Still going to print
Capital Gazette editor Jimmy DeButts tweeted that he was “devastated & heartbroken. Numb.”
“I’m in no position to speak, just know @capgaznews reporters & editors give all they have every day. There are no 40 hour weeks, no big paydays – just a passion for telling stories from our community,” DeButts wrote.
Chase Cook, a reporter at the newspaper, said the shooting would not stop The Capital — the local print edition — from going to press.
“I can tell you this: We are putting out a damn paper tomorrow,” he tweeted.
Gracie Rustin, a dental assistant who was in the middle of a procedure on the second floor of the building when the attack took place, heard “loud noises” but did not immediately realize it was a shooting.
Then police rushed in and “were like, ‘Leave, leave, leave!'” Rustin told AFP.
While it was not yet clear if journalists were deliberately targeted, the shooting revived memories of a 2015 incident in Roanoke, Virginia in which two journalists were shot dead during a live broadcast on local television.
“Every shooting like this is horrific but one that occurs in a place of journalism is particularly disturbing and brings back the flood of memories of that tragic day for me,” said Andy Parker, whose daughter Alison was one of the Roanoke victims.
President Donald Trump, who has been at loggerheads with much of the media since taking office, tweeted a message of support.
“My thoughts and prayers are with the victims and their families. Thank you to all of the First Responders who are currently on the scene,” he wrote.
‘Attack on every American’
“A violent attack on innocent journalists doing their job is an attack on every American,” White House spokeswoman Sarah Sanders tweeted.
Several lawmakers also weighed in.
“My heart is with the families, friends and loved ones of the victims as we learn more about this terrible situation,” Chris Van Hollen, the state’s junior senator said. “We must unite to end the violence.”
“The senseless attack on a Maryland newspaper today is sickening.

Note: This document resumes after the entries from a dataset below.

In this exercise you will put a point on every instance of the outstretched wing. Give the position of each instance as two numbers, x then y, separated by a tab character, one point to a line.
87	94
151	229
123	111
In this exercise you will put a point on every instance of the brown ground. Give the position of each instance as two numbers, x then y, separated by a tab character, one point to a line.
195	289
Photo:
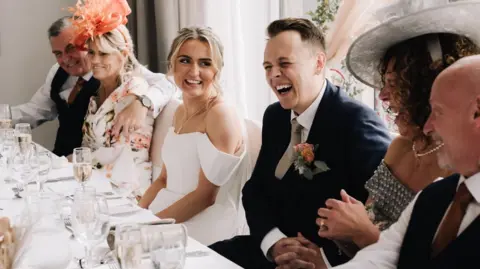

God bless these journalists,” House Speaker Paul Ryan tweeted.
A recent study found that Americans own 40 percent of the world’s firearms despite accounting for only four percent of the global population.
Of the 857 million guns owned by civilians, 393 million are in the United States — more than all of the firearms held by ordinary citizens in the other top 25 countries combined, according to the Small Arms Survey.
Advocates of tougher gun laws have stepped up their efforts in the wake of numerous school shootings this year, including the killing of 17 people at a Parkland, Florida high school in February and the killing of 10 people at a Texas high school in May.
So far the results have been relatively modest. Florida has raised the legal age to buy firearms from 18 to 21, while Texas Governor Greg Abbott focused on mental health and improving school safety in his list of recommendations following the Santa Fe shooting in the rural southeast of his state.